Rue Saint Bernardin ANTIBES France 43° 34’ 54.3036" N, 7° 7’ 29.532" E

L’œuvre représente une Vierge de l’Assomption entourée de six anges, couronnée par le Christ et Dieu le Père. Elle est peinte sur un panneau de bois, et constitue probablement le compartiment central d’un retable. Claire-Lise Schwok nous propose un historique de l’oeuvre : Le panneau a été presque entièrement repeint, (restauration en 1888 par Felon) et se trouve actuellement en très mauvais état. Brès (1906) et Bensa (1908) signalent qu’avant de repeindre le panneau, le restaurateur a ajouté deux tableautins au compartiment central et dessina sur celui de droite, le tableau dans son état de détérioration avec une légende : « Tableau votif de Notre Dame de la Garde d’Antibes. Peinture de 1513 dans son état de dégradation en 1888 ». Sur celui de gauche, il reconstitua le tableau dans son état primitif avec une inscription : « Reconstitution en 1888. Notre-Dame d’Août par M. Joseph Felon. Tableau votif peint en 1513 » et prit la liberté de supprimer divers anges ainsi que les apôtres. Il semblerait que Felon ait encore dessiné le retable avant de le repeindre.

Dans la partie inférieure est représenté un paysage maritime : à gauche, une vue de la plage et de la ville d’Antibes, à droite, un personnage barbu, probablement le donateur.
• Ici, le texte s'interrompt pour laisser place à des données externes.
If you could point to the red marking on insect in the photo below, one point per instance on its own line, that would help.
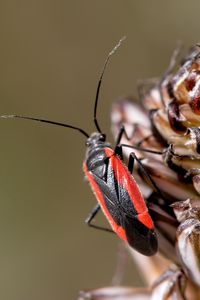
(115, 189)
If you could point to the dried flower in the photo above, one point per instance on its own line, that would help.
(168, 123)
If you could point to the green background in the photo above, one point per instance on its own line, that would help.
(51, 55)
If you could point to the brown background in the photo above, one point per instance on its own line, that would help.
(51, 55)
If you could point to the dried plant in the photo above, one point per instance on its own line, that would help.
(167, 121)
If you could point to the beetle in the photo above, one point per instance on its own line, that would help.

Comme le souligne Felon en 1888 (Brès 1906), la place toute particulière accordée à cette figure confère au panneau un caractère d’ex-voto.
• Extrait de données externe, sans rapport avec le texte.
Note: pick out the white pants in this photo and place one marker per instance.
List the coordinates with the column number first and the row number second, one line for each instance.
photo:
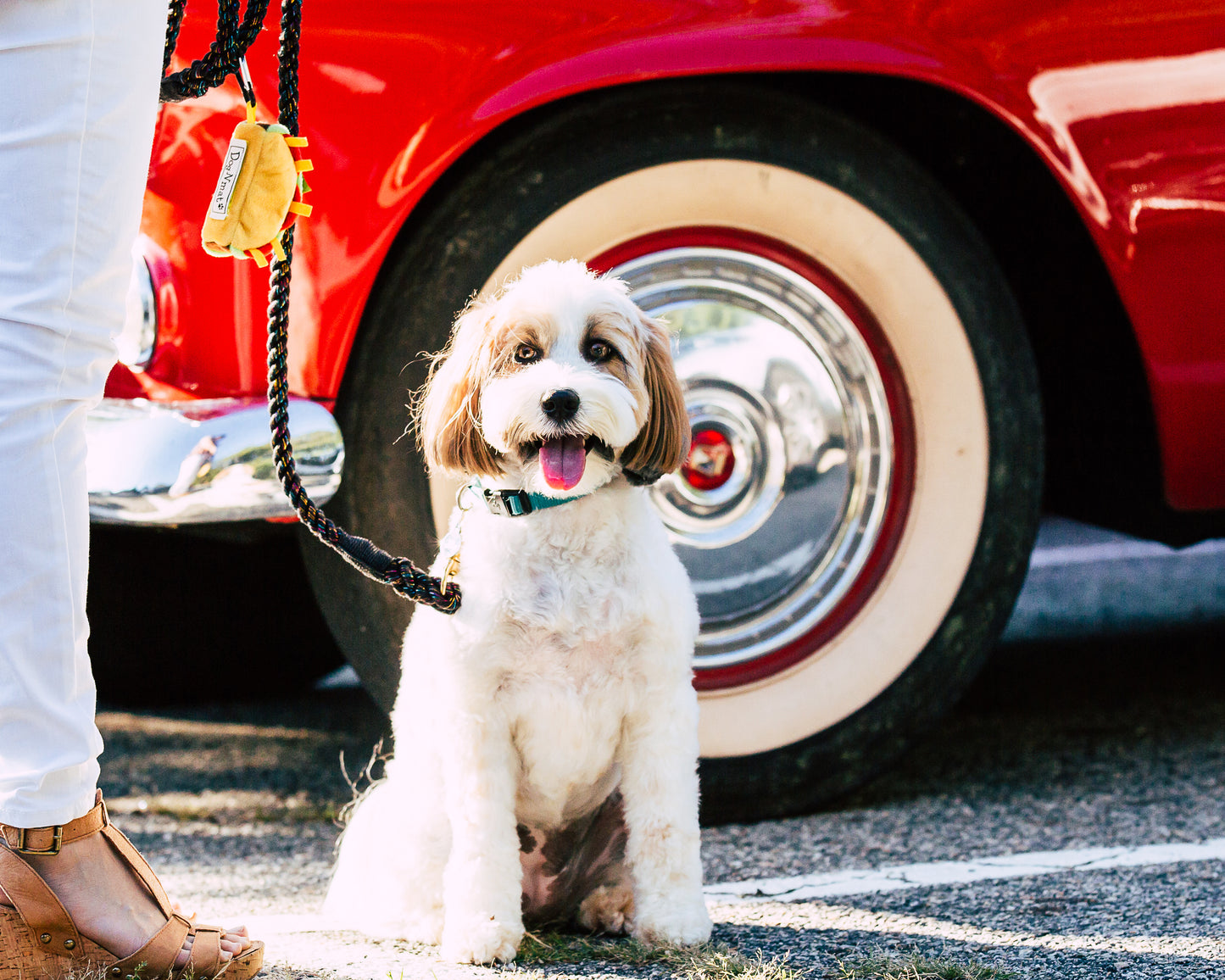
column 77, row 105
Bien que les documents permettant de se faire une idée de l’œuvre dans son état original aient disparu, il est décrit par Moris : « A la partie inférieure, une vue de la ville et de la plage d’Antibes et une inscription qui indique l’auteur, Antoine Aundi, et les donateurs : la ville et les consuls » (Moris, 1912).
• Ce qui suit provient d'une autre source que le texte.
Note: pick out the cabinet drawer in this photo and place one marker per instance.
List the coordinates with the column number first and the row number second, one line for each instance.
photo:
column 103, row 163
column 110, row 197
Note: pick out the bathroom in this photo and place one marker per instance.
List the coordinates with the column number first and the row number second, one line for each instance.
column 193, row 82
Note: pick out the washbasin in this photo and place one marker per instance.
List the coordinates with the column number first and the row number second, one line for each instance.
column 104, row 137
Selon l’étude des textes de Brès, Bensa et Moris on retient donc que le panneau a été exécuté par Antoine Aundi. En faveur de l’identification de l’auteur, Labande signale en 1937 un texte découvert par Dor de la souchère qui était conservateur du musée Grimaldi, il s’agit d’un relevé par Maurice Muterse, donnant le nom de l’artiste. Quant à la date (1513), elle n’apparaît plus et Claire-Lise Schwok est d’avis avec Brès qu’elle n’a certainement pas été citée arbitrairement par le restaurateur Felon, mais qu’elle devait effectivement figurer sur le panneau d’origine.